Judge Pickering proposes an anti-activist constitutional amendment.


Retired Fifth Circuit Judge Charles W. Pickering, Sr., has this op-ed in today's Washington Times in which he laments that the televised character assassination that the federal judicial confirmation process has become has resulted in over half of those approached to serve in the federal judiciary saying, "No thanks."

Judge Pickering attributes this to "[t]he transfer of all the hot button social issues: Partial-birth abortion, abortion for teenagers without parental consent or even parental notification, same-sex "marriage," references to God in the Pledge of Allegiance, at public buildings, ceremonies and institutions, display of the Ten Commandments in public places, rewriting history to delete all references to a religious motivation in the settling and building of America, and hard-core and child pornography -- are being settled in the courts of our land rather than in legislative bodies." (sic)

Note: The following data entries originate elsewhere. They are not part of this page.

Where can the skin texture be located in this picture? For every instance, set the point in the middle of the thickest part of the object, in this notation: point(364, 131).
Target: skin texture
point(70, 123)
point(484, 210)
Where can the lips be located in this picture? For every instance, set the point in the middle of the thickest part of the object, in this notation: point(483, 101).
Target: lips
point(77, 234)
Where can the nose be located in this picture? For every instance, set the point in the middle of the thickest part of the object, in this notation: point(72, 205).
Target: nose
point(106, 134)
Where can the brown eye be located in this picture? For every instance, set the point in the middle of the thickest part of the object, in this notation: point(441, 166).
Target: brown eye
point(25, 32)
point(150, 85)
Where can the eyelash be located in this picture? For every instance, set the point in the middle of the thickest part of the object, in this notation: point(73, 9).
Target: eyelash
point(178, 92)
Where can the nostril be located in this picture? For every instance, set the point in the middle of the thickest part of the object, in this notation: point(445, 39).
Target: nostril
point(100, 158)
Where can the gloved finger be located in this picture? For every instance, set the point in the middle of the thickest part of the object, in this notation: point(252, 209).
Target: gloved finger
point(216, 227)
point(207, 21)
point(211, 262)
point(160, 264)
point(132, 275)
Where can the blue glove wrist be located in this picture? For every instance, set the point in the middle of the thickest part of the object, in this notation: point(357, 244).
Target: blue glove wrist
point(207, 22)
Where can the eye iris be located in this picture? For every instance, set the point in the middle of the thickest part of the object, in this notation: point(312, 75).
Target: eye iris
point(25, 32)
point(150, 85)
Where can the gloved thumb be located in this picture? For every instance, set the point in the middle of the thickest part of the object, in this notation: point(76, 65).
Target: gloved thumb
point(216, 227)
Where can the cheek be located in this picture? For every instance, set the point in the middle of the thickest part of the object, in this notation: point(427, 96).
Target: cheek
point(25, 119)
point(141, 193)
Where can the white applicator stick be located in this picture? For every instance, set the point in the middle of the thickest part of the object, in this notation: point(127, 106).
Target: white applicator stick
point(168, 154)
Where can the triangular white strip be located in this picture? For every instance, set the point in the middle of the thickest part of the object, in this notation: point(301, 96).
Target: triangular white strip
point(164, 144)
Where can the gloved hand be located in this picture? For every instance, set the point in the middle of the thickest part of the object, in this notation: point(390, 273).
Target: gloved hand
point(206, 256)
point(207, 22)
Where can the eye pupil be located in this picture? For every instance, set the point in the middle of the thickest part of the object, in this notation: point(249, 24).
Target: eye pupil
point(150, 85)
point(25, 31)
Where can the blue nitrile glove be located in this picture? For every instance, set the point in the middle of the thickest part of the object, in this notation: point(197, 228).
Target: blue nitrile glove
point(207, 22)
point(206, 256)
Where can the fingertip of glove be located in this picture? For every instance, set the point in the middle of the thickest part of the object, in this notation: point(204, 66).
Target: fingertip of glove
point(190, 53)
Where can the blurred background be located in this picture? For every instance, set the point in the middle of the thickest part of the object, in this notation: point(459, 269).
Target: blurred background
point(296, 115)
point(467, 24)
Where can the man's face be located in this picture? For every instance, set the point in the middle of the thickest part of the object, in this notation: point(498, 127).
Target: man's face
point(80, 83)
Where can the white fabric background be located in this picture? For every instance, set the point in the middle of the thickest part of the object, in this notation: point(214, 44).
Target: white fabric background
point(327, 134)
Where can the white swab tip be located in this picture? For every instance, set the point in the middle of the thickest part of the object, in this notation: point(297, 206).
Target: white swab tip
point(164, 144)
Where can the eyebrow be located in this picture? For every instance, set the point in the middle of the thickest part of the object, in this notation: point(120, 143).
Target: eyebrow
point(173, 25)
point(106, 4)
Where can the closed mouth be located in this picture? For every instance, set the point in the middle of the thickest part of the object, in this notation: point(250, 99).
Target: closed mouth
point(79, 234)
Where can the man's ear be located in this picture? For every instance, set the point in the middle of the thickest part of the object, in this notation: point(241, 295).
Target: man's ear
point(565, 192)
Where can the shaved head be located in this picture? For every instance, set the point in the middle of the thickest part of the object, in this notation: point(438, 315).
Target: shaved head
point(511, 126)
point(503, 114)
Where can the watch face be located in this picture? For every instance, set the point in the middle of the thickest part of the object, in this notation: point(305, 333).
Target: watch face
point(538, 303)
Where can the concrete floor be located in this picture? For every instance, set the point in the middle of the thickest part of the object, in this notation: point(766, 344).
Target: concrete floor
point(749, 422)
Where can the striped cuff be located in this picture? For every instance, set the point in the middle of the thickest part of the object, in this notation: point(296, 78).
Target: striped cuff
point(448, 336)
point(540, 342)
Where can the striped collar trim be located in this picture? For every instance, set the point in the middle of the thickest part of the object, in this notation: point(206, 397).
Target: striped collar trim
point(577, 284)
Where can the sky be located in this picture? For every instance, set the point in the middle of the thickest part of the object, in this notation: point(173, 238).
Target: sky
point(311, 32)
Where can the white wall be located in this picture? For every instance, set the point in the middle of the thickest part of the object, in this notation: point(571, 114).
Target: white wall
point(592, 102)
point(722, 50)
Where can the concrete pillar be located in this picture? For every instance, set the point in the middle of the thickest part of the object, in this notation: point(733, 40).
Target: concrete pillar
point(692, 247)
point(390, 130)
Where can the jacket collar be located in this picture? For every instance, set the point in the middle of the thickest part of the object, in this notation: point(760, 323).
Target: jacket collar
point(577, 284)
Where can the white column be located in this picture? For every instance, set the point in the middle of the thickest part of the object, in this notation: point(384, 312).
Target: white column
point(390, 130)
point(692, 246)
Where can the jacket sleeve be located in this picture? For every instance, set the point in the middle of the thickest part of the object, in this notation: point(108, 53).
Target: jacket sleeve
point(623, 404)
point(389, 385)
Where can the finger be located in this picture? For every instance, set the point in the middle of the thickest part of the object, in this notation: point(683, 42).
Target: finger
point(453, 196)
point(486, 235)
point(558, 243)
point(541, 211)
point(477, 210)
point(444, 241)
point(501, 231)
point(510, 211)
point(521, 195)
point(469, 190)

I sympathize with Judge Pickering and entirely agree that the transformation of the federal courts into an unelected group of philosopher-kings (and queens), who make social policy under the guise of interpreting a "living" constitution, has resulted in every judicial confirmation becoming a political battle over social issues. The certain knowledge that you will be publicly vilified and personally attacked from the left, right or both, while your friends and family suffer right along with you, is certainly the reason for both the reduced number of highly competent lawyers interested in the federal bench and for the footdragging and outright roadblocks in the confirmation process for those candidates who are willing to serve. Having said all that, his proposed constitutional amendment has some flaws.

Judge Pickering suggests that an amendment be ratified that requires the courts to "interpret the Constitution and amendments in accordance with the common understanding of the relevant provision at the time it was adopted. This amendment does not affect the weight to be given prior decisions under the Doctrine of stare decisis."

Although Judge Pickering's intent seems otherwise, it sounds less precise to me than the primary canon of statutory construction which requires that words in a statute (or constitution) be given their "plain meaning." With respect to the last sentence of his proposed amendment, it also seems to me that if an "originalist" interpretation is constitutionally required, wouldn't that, by definition, trump any weight that stare decicis would have that conflicted with an "originalist" meaning?

If it is going to take a constitutional amendment to return the federal judiciary to sticking to "cases and controversies," perhaps, while we are at it, we could also revisit lifetime appointment of federal judges.

Hat tip to Howard Bashman at How Appealing.